Now, I am not relegating you to eating dry meatloaf every night for 3 days because you made extra. Honest! Make extra of the components of a meal and you can mix and match to create new and exciting (for lunch) meals jiffy quick.
I always make too much of the following:
noodles or pasta
sauces or dressings
meat (when we have it – getting rare lately!)
and even nut butter sandwiches
Like having wonderful things in your fridge with which to make Grand-wiches and Expand-wiches, having all of these leftovers around provides you with the building blocks you need to make meals that do not ‘feel’ like eating boring old leftovers. (They also provide you with the luxury of some dinners that have half the work done already.)
Whenever you saute vegetables; whenever you BUY vegetables, especially when they are on sale, don’t think about one meal. Think about several meals.
Take the following sautes all prepared in the oil of your choice:
Zucchini, eggplant and spinach with garlic, onion and Italian spices en masse.
Allocate some for making pasta sauce by adding diced or crushed tomatoes,
Allocate some to the freezer for another night’s pasta sauce and,
Allocate some to the refrigerator all by it’s lonesome to add to rice, quinoa, pita bread or over salad for lunch.
Peppers (any color or all colors), green beans and onions with salt and pepper.
Allocate some to serve with tempeh or meat that night,
Allocate some to the frig for making an omelette and,
Allocate some to the refrigerator for the same punitive treatment received by the poor zucchini… leftovers for lunchtime (when mixed with grain, wrap, pita or salad).
Leeks, cabbage, salt, pepper and marjoram (go light on the marjoram – a little goes a long way).
Allocate some to serve as a side dish for dinner,
Put some in the freezer to use in a casserole or bean dish, and
Of course, relegate some to the lunchtime penal colony on the bottom shelf of the fridge.
Peppers, tomatoes, sun-dried tomatoes and onions with cumin and chili pepper.
Allocate some as the basis for your chili – be it with veggies, meat or a soy product
Freeze some for chili or enchiladas another night and,
Place some in the lunchtime section awaiting mixage with frozen corn or rice or tortilla chips.

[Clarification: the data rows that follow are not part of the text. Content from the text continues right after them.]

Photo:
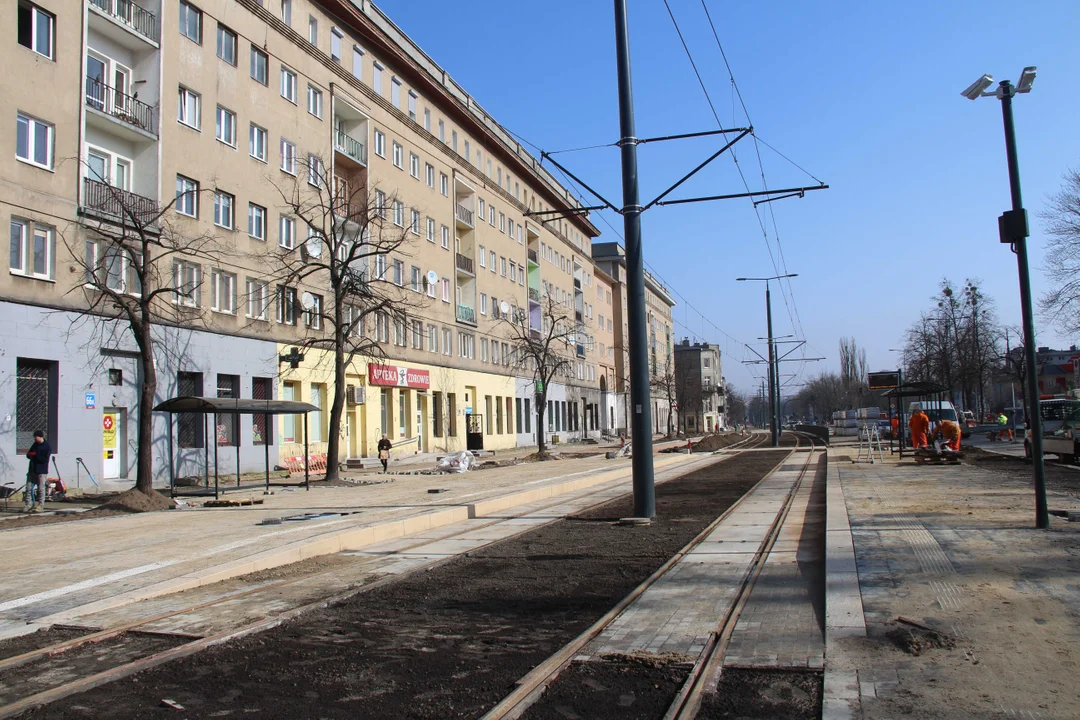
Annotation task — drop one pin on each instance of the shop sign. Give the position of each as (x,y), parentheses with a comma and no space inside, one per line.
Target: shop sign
(399,377)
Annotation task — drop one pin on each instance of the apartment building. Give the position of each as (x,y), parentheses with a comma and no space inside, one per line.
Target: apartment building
(699,385)
(611,259)
(225,111)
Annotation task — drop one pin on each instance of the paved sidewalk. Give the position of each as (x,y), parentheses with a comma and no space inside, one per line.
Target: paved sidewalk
(953,548)
(55,572)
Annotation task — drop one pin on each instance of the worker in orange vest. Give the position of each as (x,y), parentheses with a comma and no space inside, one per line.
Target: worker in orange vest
(919,424)
(950,433)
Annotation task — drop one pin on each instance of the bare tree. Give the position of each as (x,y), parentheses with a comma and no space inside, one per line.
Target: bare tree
(1061,303)
(664,382)
(544,347)
(346,253)
(142,273)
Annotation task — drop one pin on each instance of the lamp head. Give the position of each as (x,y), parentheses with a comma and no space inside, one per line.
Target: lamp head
(1026,80)
(975,90)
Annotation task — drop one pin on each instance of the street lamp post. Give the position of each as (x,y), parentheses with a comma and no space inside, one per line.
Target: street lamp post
(1013,229)
(773,375)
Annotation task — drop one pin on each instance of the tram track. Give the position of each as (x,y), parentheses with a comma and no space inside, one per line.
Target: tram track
(113,639)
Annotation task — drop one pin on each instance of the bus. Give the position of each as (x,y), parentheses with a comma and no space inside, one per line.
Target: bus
(1061,421)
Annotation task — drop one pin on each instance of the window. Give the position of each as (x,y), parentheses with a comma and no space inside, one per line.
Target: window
(188,108)
(34,143)
(358,63)
(315,102)
(190,22)
(36,28)
(377,78)
(32,246)
(260,66)
(286,304)
(223,209)
(189,425)
(256,221)
(226,126)
(314,171)
(313,315)
(287,157)
(187,197)
(257,299)
(224,291)
(257,143)
(286,232)
(336,38)
(288,84)
(186,279)
(227,44)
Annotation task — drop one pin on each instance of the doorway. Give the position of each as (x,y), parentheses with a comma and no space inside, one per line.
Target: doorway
(113,442)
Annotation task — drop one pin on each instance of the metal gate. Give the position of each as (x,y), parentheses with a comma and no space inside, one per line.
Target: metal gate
(31,402)
(474,432)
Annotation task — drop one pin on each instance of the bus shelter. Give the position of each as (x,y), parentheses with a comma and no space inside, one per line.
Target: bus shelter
(230,406)
(927,393)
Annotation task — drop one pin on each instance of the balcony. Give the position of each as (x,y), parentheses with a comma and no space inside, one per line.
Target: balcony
(351,147)
(102,199)
(463,215)
(131,15)
(121,107)
(464,263)
(467,314)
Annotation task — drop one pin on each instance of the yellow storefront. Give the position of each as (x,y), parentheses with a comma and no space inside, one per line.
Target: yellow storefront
(421,408)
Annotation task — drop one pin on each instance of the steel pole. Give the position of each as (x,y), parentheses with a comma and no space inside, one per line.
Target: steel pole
(640,413)
(773,430)
(1035,418)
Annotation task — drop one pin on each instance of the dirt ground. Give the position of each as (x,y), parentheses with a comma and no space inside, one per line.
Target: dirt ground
(1007,617)
(444,643)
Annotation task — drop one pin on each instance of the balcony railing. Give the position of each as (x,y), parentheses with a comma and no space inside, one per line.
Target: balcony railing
(103,199)
(467,314)
(137,18)
(121,106)
(464,263)
(463,214)
(351,147)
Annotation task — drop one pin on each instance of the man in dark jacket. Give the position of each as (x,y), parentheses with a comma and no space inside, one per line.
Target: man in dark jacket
(36,475)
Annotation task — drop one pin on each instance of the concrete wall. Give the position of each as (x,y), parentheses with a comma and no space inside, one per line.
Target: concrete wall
(76,344)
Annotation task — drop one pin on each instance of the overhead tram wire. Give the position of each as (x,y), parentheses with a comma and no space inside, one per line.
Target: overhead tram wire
(709,99)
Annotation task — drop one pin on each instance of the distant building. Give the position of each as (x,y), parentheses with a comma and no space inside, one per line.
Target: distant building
(699,384)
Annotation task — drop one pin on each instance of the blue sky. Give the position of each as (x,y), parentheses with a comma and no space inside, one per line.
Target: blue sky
(865,96)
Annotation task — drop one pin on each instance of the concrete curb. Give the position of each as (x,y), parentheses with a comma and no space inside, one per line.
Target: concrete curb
(351,539)
(844,605)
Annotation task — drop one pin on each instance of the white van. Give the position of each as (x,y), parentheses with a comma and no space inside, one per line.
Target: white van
(937,411)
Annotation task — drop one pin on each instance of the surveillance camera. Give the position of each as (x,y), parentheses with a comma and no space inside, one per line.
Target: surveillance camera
(976,89)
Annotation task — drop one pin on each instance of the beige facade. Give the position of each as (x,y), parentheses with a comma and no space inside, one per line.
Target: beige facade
(220,107)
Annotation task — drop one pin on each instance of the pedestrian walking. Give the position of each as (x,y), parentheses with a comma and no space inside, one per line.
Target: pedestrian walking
(37,473)
(385,446)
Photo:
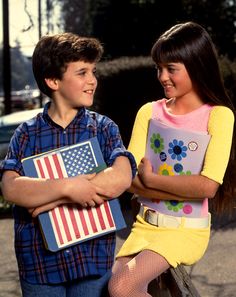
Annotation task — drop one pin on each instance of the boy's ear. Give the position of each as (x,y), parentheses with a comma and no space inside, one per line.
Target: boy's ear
(52,83)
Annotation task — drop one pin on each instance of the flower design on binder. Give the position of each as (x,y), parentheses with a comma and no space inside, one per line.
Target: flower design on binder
(165,169)
(177,149)
(156,143)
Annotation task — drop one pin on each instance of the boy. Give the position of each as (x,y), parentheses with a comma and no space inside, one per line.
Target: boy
(64,67)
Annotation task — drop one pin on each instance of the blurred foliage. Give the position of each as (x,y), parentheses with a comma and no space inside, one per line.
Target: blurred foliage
(130,27)
(5,207)
(21,70)
(126,83)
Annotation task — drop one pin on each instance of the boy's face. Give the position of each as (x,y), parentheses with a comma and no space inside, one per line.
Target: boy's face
(78,84)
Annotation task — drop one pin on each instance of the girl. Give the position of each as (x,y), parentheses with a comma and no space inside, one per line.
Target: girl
(173,224)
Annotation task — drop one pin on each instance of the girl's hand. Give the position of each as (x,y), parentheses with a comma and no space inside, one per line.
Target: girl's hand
(145,170)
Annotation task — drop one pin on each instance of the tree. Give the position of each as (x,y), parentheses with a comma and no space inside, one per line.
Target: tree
(130,27)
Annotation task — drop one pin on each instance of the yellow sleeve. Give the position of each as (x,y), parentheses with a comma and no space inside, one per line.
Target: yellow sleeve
(137,143)
(220,127)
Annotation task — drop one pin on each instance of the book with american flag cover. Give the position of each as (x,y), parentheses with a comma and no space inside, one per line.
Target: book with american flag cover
(71,224)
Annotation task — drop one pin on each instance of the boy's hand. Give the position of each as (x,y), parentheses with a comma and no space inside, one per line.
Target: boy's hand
(81,190)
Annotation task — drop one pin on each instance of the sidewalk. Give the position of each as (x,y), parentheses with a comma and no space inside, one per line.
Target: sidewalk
(214,275)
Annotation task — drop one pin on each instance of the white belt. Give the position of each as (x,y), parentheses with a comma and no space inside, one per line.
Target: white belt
(161,220)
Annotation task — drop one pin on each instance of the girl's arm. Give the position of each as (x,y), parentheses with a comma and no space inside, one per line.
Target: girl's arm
(137,187)
(35,192)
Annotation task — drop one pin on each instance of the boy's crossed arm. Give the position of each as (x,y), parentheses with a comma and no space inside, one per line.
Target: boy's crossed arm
(40,195)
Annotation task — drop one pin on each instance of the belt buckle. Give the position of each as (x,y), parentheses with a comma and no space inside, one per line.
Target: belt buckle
(171,222)
(147,217)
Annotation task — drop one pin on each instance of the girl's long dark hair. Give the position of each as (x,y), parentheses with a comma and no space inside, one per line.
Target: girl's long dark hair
(190,44)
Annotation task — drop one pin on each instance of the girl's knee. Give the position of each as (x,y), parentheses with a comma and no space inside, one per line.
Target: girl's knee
(116,287)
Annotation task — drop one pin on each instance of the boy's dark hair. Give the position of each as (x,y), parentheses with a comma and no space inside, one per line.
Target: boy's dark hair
(53,53)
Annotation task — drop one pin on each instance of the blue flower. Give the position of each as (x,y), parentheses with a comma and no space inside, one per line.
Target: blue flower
(177,149)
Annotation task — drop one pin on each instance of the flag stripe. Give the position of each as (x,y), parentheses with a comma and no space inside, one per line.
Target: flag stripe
(71,223)
(74,223)
(49,168)
(57,165)
(56,226)
(83,221)
(92,221)
(65,224)
(40,168)
(100,218)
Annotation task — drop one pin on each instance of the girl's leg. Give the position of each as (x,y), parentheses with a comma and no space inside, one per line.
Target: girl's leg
(89,287)
(132,276)
(34,290)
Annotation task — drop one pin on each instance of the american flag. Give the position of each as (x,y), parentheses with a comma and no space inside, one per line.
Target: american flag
(72,223)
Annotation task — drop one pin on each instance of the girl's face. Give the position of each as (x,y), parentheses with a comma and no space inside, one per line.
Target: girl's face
(175,80)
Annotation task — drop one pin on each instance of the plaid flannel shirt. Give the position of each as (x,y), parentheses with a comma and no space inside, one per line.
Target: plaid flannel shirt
(91,258)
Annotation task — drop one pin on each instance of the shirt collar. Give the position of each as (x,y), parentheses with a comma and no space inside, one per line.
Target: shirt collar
(80,114)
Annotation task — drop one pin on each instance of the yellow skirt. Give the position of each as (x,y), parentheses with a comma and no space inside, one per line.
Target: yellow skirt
(177,245)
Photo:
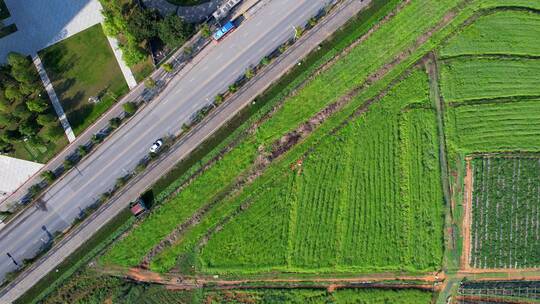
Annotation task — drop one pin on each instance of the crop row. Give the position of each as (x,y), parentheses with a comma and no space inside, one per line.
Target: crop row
(505,230)
(382,46)
(485,78)
(491,127)
(349,209)
(506,32)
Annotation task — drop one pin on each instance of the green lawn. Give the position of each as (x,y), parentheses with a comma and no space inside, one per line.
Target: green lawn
(80,67)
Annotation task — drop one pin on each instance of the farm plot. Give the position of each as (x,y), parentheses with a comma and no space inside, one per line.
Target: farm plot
(464,79)
(381,47)
(505,229)
(341,296)
(356,203)
(495,127)
(506,32)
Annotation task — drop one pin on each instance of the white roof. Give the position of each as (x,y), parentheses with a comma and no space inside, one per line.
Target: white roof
(14,172)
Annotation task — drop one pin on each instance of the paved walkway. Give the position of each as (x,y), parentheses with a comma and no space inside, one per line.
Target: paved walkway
(119,202)
(42,23)
(192,14)
(126,71)
(54,98)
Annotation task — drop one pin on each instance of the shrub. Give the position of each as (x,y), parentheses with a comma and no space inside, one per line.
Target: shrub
(205,30)
(48,176)
(150,83)
(130,108)
(167,67)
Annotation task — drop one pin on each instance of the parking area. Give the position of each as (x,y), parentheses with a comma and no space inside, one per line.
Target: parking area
(42,23)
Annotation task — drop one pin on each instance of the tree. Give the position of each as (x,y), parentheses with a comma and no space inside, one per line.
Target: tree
(132,53)
(150,83)
(13,94)
(172,30)
(53,132)
(21,111)
(68,164)
(130,108)
(205,30)
(218,99)
(250,72)
(46,119)
(82,150)
(233,88)
(37,105)
(28,128)
(5,119)
(22,68)
(48,176)
(142,23)
(167,67)
(5,147)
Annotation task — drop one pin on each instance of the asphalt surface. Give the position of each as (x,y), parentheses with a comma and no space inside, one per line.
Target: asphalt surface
(131,142)
(122,151)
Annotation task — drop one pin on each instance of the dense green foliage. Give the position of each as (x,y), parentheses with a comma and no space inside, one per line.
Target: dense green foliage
(79,73)
(134,26)
(491,127)
(353,69)
(506,204)
(25,113)
(484,78)
(354,202)
(502,32)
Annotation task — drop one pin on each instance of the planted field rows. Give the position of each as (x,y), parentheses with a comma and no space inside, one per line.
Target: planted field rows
(381,47)
(507,32)
(368,197)
(465,79)
(492,127)
(505,228)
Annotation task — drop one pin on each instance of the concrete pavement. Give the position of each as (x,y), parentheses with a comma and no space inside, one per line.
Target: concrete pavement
(186,145)
(97,173)
(53,97)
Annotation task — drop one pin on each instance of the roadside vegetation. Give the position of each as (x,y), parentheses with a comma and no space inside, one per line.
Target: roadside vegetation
(29,128)
(136,27)
(350,71)
(80,73)
(338,168)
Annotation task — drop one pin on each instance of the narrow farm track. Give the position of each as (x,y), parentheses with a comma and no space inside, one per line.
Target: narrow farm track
(428,281)
(467,217)
(305,129)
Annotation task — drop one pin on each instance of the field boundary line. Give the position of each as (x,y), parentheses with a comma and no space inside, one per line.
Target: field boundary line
(467,216)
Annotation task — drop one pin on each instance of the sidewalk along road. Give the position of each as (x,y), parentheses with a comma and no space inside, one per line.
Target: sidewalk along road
(298,13)
(97,173)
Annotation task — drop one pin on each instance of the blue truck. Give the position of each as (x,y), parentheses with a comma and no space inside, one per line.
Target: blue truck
(223,31)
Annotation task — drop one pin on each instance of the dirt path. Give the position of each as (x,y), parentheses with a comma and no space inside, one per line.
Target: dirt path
(467,217)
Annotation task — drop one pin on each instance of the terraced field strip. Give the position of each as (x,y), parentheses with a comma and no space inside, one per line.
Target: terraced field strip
(475,78)
(501,126)
(499,32)
(505,230)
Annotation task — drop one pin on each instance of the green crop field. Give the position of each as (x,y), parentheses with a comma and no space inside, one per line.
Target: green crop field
(492,127)
(506,219)
(341,296)
(486,78)
(352,204)
(506,32)
(381,47)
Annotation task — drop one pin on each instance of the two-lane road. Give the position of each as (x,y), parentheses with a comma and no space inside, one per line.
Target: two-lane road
(221,66)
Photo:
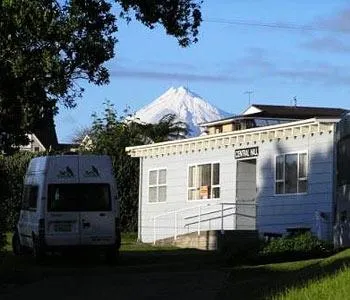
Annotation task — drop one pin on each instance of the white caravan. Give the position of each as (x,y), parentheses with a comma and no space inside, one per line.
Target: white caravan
(69,201)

Spring onions, broccoli, snap peas, sliced carrots, and peanuts with garlic, soy sauce (or Bragg’s) and white pepper.
Some for the stir-fry,
some for leftover stir-fry – make a bunch and as you clean up, plop some straight into lunch sized containers, and if there’s any more left,
Squeeze it onto that luscious layer of lunch fixin’ containers on the bottom shelf.
The list goes on and on for mixes and of course you can change, substitute, and mangle these ideas to your heart’s content! One of my son’s favorite lunches is leftover peas, leftover noodles and leftover chicken cut into pieces. It really does not take any longer to prepare than a sandwich and there’s something green in it : )
So whether I am making Grand-wiches and Expand-wiches, or a Bountiful Bowl from the Bottom Shelf(I know – this is getting out of hand…) I have a variety of items in my fridge that can be cross bred into brand new dishes which will nourish me and my family for a reasonable price.
There were some gorgeous beets at the store today so I sauteed up the beets with garlic and lemon juice, along with some carrots. Towards the end I added some chopped apple and the beet greens. My son loved it. Served it with rice and hemp seed and some raw red pepper. The leftovers will be delicious mixed in with some salad and or whatever grain is hanging out in the luscious layer!